Taken as a whole, that list is pretty horrifying, and I imagine it's even worse to hear in person when surrounded by your future colleagues.

#5 I can understand, though, from a legal perspective. Executing children is horrific and just about the worst injustice I can imagine, but using the Declaration on the Rights of the Child as the legal reason why not to probably is somewhat inappropriate simply because we haven't ratified the Declaration. (Albright signed it, Clinton didn't ratify it). Obama has said he'd ratify it, so hopefully this will provide the proper legal framework to allow the question to be answered definitively.

I think this speaks to the complaint that some on the right have that our current court uses international law to make its decisions, whereas its role is to interpret US law. It's slippery, but I do think they're bound by this.

All that said, I have to say that election night itself - the election of Obama but the failure of Prop 8 in California - reminded me that in this country it's always two steps forward, one step back.
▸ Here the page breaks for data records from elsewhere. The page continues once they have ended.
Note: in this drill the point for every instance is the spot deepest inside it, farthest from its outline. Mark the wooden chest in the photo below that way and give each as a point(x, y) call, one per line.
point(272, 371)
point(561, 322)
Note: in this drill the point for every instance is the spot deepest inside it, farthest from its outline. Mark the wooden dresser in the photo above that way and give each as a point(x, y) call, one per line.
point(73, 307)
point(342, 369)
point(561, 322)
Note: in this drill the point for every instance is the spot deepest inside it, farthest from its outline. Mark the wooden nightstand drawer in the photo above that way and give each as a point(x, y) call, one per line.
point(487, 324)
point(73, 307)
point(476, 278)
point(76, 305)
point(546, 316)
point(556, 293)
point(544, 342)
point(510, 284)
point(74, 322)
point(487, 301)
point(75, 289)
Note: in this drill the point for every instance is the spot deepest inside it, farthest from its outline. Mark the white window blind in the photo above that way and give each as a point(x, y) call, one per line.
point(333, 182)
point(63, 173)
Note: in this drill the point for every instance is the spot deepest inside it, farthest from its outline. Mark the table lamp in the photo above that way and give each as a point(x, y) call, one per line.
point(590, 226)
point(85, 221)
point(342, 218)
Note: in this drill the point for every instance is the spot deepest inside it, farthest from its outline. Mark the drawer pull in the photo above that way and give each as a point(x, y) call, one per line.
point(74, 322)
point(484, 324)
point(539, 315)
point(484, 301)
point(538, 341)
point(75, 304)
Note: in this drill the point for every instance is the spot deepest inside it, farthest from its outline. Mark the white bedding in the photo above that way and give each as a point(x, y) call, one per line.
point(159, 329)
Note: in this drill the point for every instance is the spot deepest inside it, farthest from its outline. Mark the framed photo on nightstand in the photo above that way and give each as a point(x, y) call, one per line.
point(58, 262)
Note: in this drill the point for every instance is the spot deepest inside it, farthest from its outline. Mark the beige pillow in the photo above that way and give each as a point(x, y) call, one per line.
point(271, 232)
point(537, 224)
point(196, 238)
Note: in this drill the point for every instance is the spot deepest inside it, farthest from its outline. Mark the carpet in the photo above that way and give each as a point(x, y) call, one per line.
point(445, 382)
We have a lot to do, and it's great that people like you will soon be on the front lines to help get it done.

[0+] Author Profile Page Erin said:

Rhenda:

Where do you go to law school? I'm at University at Buffalo, and this would have never gotten off the ground here...
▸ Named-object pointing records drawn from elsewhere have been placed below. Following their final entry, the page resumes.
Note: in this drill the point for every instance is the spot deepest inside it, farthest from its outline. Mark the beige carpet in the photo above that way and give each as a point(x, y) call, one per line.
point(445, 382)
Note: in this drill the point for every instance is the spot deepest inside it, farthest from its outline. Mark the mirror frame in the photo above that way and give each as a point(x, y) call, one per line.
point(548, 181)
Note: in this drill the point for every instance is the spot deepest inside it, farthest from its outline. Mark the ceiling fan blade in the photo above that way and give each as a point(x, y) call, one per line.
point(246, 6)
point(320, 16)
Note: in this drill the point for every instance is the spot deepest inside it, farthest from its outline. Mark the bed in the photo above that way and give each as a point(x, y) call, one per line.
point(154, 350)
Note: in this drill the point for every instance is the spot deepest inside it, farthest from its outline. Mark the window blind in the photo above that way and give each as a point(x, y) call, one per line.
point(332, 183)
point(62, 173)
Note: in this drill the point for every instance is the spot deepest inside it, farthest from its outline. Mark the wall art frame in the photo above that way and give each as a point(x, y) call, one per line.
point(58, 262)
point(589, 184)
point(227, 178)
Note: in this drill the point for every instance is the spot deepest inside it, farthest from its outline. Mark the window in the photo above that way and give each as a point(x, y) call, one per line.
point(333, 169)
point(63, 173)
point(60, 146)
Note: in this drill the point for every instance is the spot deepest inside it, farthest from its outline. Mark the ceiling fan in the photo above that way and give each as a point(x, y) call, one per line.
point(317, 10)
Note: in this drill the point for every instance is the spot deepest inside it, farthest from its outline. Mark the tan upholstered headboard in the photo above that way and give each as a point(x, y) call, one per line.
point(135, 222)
and it's perfectly okay for Ginsburg to cite to the Declaration of Rights for a Child. It's not binding authority, but it is persuasive - hell, nothing is binding authority on the Supreme Court anyways, because they're the highest court and they can reverse themselves anytime they choose. But the SC can, and routinely does, take guidance from persuasive authority sources such as legal history, laws that several states have agreed on, laws from like-minded nations and from international law sources, etc. It's way better than when Scalia starts quoting Bob Dylan in his opinions - at least Ginsburg's source was informed by something other than marijuana.

[0+] Author Profile Page beka said:

Oh, yuck. That came from a (presumably "nonpartisan") legal scholar/professor/teacher/whatever? =/

Was the presentation intended as a lecture or part of some module, or just a briefing? In any case, if it was organised with the university's approval you could probably make a case to the school authorities that what the speaker did was way out of line (in any case, I'm sure an academic institution would be concerned about what sort of information is being presented to students as part of what they can expect professionally.


I commend you on your patience and fortitude in actually enduring an hour of that! I'm sure I would've confronted the speaker and descended into a shouting match. And it's a sad world when ignorant people like these are welcomed into universities.

This guy is a legal scholar?

I suggest you complain. This is no kind of lesson. If he was a speaker rather than a teacher, was attendance mandatory?

1. Not true. Roe did not "make abortion legal." It said it was illegal to ban it; it was already legal in twenty states for reasons ranging from on-request to rape/health.

4. ...no comment.

6. Logical fallacy. Also wrong. Animals cannot consent, period. Polygamy would require a total overhaul of inheritance law, and the only people we've seen complaining that it's illegal are fundamentalists who view their (often-child)-wives as property.

I repeat: I can't believe this guy is a legal scholar. I can't believe your school took him on in whatever capacity they did so.